Mercoledì 8 maggio ore 20,30, al Cinema Massimo (Sala Soldati), in occasione delle manifestazioni per il Centenario di Primo Levi, il Museo Nazionale del Cinema, l’Archivio Cinema Impresa di Ivrea, il Centro Primo Levi e RAI Teche – Mediateca “Dino Villani” organizzano una serata su “Primo Levi e il cinema”, con la presentazione del film di Davide Ferrario La strada di Levi (Italia 2018), viaggio attraverso Polonia, Ucraina, Bielorussia, Moldavia, Romania, Ungheria, Austria e Germania compiuto dal regista insieme a Marco Belpoliti, ripercorrendo il lungo viaggio di ritorno da Auschwitz a Torino che Levi racconta in La tregua. Secondo il regista Davide Ferrario – che sarà presente alla proiezione:

La definizione più giusta per descrive La strada di Levi non è “documentario”, ma road movie. Nel film troverete solo in parte l’aspetto biografico-storico. La scommessa era un’altra: vedere l’Europa di oggi con le parole di Levi ma con i nostri occhi. Quello che alla fine ci ha colpito di più è stato scoprire quanto le sue osservazioni fossero modernissime e, fuori dai luoghi comuni sul postcomunismo o la globalizzazione, rispecchiassero la nostra esperienza diretta.

E anche questo vorrei dire con forza: bisogna riscoprire Primo Levi al di fuori della sua testimonianza su Auschwitz. Levi è un maestro del Novecento (una sua vittima, anche) che è stato troppo in fretta messo sullo scaffale dei classici senza confrontarsi con la sua profonda attualità di pensiero.

Il film sarà preceduto dalla proiezione del cortometraggio La canzone del polistirene/Le chant du Styrène di Alain Resnais (Francia 1958, 12’), realizzato su commissione delle industrie chimiche Pechiney per esaltare i meriti delle materie plastiche. Il film, in effetti, documenta tutto il ciclo di produzione: da materia grezza lavorata nei moderni complessi petrolchimici, a filo sottile e granulo colorato utilizzato nella produzione di oggetti in plastica mediante procedimento sottovuoto o stampaggio. Ma Alain Resnais ne affida il commento a Raymond Queneau, che lo compone in versi alessandrini:

Mi sembrava che un testo in versi sarebbe stato più efficace, anche pedagogicamente parlando, avrebbe aiutato a rendere meno tecnologiche e più invitanti le immagini, e poi sentivo confusamente che esisteva un rapporto tra l’alessandrino e il cinemascope che stimolava fortemente la mia fantasia e che volevo assolutamente sperimentare e mettere a confronto.
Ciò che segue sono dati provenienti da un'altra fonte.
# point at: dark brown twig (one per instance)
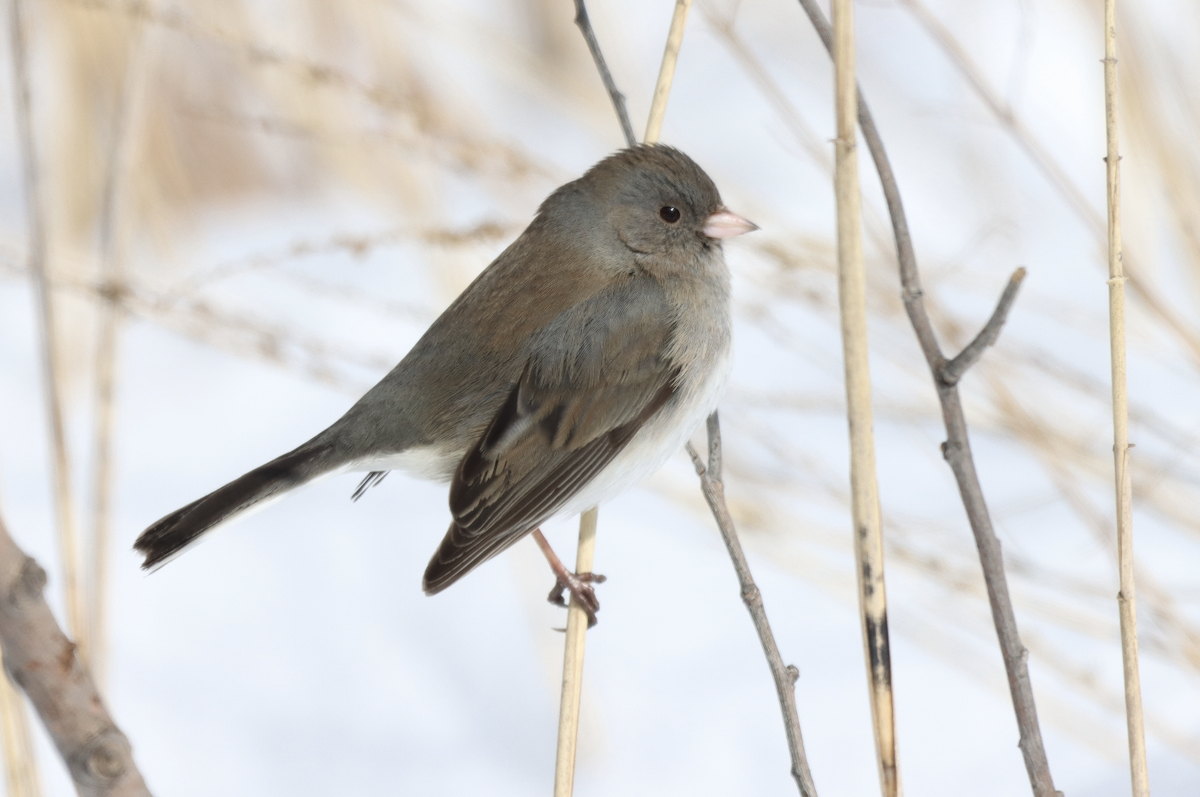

Ne risulta un film quasi astratto, che si lascia incantare da quella “bellezza del moderno”, espressa dall’infrastruttura industriale, che – negli anni successivi – catturerà, ad esempio, anche autori come Michelangelo Antonioni e Ermanno Olmi. Del commento originale di Raymond Queneau, nel 1985, il Progetto Cultura Montedison commissiona una traduzione italiana a Italo Calvino che si avvale della consulenza di Primo Levi per i termini di chimica. Italo Calvino e Primo Levi, nel rispetto del tono lirico-surrealista dell’originale, ci danno una “traduzione d’autore”, complice e divertita, dove Calvino, in particolar modo, regge il gioco di Queneau, uno dei suoi autori all’Einaudi, nonché suo “collega” all’Oulipo, l’ “officina di letteratura potenziale” – laboratorio di giochi linguistici tra letteratura e matematica, di cui erano entrambi membri. La canzone del polistirene verrà presentato da Domenico Scarpa del Centro Primo Levi.